Lowell Libson & Jonny Yarker Ltd

  • Pencil and grey washes
  • 7 × 9 ½ inches · 177 × 242 mm
  • Painted c.1845-1850

Collections

  • The Fine Art Society Ltd, London. April 1975;
  • Private collection, UK, 2021

This dramatic, atmospheric monochrome wash drawing exemplifies James Holland’s mastery of watercolour which was praised by Ruskin; ‘I have seen, some seven years ago, works by J. Holland, which were, I think, as near perfection as watercolour can be carried for bonâ fide truth, refined and finished to the highest degree’[1] A century later, Martin Hardie was to note that ‘his line is sure and descriptive, swift, legible and admirably constructive’[2]

James Holland, born in Burslem, the foremost of the pottery manufacturing towns of the Midlands, was first employed, aged twelve, in the Davenport pottery works as a painter of birds and flowers, a skill that he had learned from his grandmother. After seven years he moved to London where he supplemented his income as a china painter by giving drawing lessons as well as producing watercolours of flowers which were sold by Rudolph Ackermann at his ‘Repository of Arts’ in the Strand virtually next door to the Royal Academy’s home at Somerset House. Holland was to exhibit both watercolours and paintings, in which he was equally adept, at the principal exhibiting societies: the Royal Academy, the Society of Painters in Water-Colours, the British Institution and the Society of British Artists from 1824 to the end of his career.

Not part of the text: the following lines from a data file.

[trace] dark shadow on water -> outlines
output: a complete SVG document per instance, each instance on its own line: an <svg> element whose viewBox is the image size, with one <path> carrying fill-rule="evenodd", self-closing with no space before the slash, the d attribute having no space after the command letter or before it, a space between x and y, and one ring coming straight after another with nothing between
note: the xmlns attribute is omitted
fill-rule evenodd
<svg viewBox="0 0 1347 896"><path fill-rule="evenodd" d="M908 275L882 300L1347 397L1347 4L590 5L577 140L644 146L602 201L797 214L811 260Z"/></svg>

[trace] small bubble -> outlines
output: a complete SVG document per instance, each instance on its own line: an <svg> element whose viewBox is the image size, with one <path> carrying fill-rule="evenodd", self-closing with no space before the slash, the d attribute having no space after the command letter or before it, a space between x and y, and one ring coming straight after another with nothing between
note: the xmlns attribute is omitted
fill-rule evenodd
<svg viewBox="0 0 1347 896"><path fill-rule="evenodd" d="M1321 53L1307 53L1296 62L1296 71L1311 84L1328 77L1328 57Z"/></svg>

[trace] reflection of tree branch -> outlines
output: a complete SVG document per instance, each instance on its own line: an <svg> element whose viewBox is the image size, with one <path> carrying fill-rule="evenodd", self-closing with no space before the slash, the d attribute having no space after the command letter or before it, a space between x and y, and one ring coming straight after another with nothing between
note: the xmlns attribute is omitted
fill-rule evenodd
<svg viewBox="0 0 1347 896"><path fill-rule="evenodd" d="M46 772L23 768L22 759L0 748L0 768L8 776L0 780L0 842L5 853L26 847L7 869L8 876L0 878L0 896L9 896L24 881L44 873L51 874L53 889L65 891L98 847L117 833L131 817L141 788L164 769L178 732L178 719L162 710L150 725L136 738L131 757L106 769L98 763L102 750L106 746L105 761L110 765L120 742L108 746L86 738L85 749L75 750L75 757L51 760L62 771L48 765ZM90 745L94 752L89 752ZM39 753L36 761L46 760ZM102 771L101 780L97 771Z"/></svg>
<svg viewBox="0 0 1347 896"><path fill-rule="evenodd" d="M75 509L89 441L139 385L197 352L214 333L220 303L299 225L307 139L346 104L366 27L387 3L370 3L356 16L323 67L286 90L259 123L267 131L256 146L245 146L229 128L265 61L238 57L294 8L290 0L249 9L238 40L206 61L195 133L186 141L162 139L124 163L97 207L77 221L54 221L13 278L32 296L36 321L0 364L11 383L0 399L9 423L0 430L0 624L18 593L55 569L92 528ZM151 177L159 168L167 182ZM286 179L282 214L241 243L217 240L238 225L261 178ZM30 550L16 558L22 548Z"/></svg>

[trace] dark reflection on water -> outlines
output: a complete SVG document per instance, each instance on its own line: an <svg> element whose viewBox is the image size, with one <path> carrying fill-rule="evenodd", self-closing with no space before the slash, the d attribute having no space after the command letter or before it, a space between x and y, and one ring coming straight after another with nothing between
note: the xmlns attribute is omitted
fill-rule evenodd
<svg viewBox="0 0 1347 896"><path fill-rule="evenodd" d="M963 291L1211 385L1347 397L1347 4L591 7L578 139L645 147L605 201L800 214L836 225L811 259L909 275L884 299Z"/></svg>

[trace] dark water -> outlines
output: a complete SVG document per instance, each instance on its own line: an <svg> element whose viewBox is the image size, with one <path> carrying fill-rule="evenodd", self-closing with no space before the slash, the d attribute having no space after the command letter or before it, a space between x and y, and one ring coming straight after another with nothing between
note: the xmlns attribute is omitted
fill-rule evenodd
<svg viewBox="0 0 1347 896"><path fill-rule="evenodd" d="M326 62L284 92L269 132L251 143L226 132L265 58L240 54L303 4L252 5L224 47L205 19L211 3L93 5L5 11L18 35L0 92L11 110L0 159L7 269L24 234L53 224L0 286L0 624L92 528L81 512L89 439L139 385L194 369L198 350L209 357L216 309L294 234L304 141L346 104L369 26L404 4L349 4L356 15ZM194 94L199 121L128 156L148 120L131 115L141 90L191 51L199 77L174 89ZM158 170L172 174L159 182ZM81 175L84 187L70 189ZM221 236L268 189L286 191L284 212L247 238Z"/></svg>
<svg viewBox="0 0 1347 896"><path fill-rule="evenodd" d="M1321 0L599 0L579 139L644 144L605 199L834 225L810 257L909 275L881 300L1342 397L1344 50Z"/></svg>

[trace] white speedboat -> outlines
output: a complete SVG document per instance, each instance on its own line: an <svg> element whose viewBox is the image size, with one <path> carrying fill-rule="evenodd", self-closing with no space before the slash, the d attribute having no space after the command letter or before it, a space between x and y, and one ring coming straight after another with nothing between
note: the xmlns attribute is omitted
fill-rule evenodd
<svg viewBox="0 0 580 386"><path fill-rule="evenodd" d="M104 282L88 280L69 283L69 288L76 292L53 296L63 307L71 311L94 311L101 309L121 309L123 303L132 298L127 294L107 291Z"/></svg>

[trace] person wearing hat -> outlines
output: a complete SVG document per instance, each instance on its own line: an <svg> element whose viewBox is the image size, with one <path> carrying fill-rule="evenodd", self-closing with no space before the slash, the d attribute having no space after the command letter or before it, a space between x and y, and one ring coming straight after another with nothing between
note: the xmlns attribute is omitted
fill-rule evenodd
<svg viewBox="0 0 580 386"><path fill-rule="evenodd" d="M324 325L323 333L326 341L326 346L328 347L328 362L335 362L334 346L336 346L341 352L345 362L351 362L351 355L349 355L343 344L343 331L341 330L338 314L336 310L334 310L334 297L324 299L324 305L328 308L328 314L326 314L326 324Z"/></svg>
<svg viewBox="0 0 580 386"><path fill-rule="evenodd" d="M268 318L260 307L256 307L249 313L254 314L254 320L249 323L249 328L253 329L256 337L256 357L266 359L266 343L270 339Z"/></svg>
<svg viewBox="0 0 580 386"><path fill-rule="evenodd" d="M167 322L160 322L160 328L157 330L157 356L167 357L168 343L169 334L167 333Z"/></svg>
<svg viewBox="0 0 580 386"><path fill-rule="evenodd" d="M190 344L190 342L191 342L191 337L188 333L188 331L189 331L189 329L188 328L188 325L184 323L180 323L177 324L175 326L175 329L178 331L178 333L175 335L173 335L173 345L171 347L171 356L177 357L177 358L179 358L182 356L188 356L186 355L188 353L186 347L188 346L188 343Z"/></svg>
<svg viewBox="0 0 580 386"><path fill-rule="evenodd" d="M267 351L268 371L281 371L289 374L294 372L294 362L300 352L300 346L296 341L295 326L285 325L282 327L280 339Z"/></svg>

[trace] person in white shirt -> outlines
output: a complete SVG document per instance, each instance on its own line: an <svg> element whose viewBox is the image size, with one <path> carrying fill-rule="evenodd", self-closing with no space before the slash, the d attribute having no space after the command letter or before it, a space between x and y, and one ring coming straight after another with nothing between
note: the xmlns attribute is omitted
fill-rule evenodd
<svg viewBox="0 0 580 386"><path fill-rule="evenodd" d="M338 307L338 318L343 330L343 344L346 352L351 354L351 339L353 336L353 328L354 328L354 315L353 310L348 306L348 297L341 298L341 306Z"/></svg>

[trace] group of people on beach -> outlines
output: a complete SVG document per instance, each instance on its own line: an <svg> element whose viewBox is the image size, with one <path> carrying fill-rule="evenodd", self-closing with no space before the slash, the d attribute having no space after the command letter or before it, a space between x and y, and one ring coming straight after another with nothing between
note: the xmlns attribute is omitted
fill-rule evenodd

Holland’s reputation as a painter of landscapes and especially of buildings and townscapes was cemented by the work he executed on the extensive Continental tours, including France, the Low Countries, Portugal, Switzerland and Italy which he made from 1831. Holland became especially celebrated for his views of Venice. He also painted British subjects, especially of Greenwich where he lived for a number of years. He seems to have made only a few Scottish subjects, perhaps suggesting a single visit, and our intensely powerful view is an inspired rendering of the monumental volcanic plug and the Castle which dominated both the city and the surrounding landscape.

References

  1. John Ruskin, ‘Modern Painters’, The Works of John Ruskin, ed. E.T.Cook & Alexander Wedderburn, London, 1903, p.529, n.1.
  2. Martin Hardie, Water-Colour Painting in Britain, vol. III, The Victorian Period, London, 1968, p.33.